Seis nomes, cinco degraus cronológicos, uma mesa só no topo da escada. A contagem de sangue começa em 1906, quando Manoel Claro de Moraes Guerra deixou o canavial da Mata Norte para se formar pela Faculdade de Direito do Recife, selando "nossa tradição e nossa relação com a velha casa de Tobias". Passa por Adalberto, em 1936, por Murilo Guerra, em 1965, que especializou a banca no imobiliário, por Guilherme, em 1994, e por Beatriz, em 2023. Mas a contagem de gente é outra, e sempre foi: desde a terceira geração, o MGA vem emprestando seu sobrenome, e um lugar à mesa, a quem não nasceu com ele. João Cruz de Oliveira, Juarez de Paiva Macedo e Manoel Cavalcanti abriram o precedente décadas atrás; hoje, Tadeu, Yuri, Mônica e André dão sequência ao mesmo pacto, cada um chegando ao seu próprio degrau por um caminho que nada tem a ver com o berço dos Guerra, e todos chegando, ao final, à mesma cadeira ao redor da mesma mesa.

O diferencial que sustenta tudo isso, segundo Guilherme, não está em nenhuma tese jurídica sofisticada, mas em algo quase artesanal: "o extremo respeito ao cliente, sobretudo o extremo respeito às pessoas". É esse zelo, replicado por sócios que nunca dividiram sangue mas dividem endereço, cadeira e reputação, que transformou um curso de Direito iniciado por um filho de senhor de engenho em uma das bancas imobiliárias mais respeitadas do país.

Na sala de reuniões do MGA, duas capas de revista dividem a mesma parede desde que foram publicadas, e ambas foram fotografadas na mesma mesa que Guilherme herdou do avô sem nunca ter deixado de aumentar. Em 2019, "Tal pai, tal filho" registrou a dupla Murilo e Guilherme Guerra, sentados um ao lado do outro. Cinco anos depois, "Tal pai, tal filha" trouxe Guilherme ao lado de Beatriz, na mesma mesa, outras duas cadeiras. Agora, aos cento e vinte anos, chega a terceira moldura, e pela primeira vez ela não cabe em dois retratos: cabe em seis, todos sentados à mesma mesa que um dia coube inteira num quintal da Torre, numa escada que sobe do topo de Mônica ao começo de Beatriz, passando por Guilherme, por André, por Tadeu, por Yuri. Tradição, aprende-se com essa escada e com essa mesa, não é o que resiste ao tempo.

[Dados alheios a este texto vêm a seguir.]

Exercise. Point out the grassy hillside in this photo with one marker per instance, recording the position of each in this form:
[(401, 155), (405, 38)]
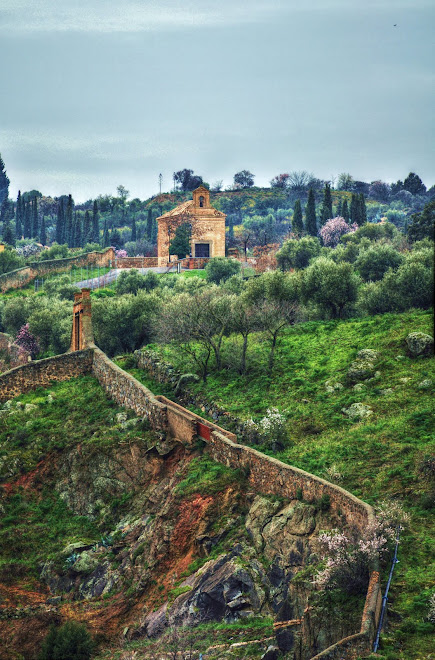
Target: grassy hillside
[(385, 455)]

É o que aceita ser reescrito por ele, degrau após degrau, cadeira após cadeira, sem nunca perder a caligrafia. Tal família, tal legado: toda mesa farta começa pequena, e o direito que Manoel Claro escolheu em 1906 ainda escolhe, todos os dias, quantas cadeiras vai levar para caber quem carrega esse legado adiante.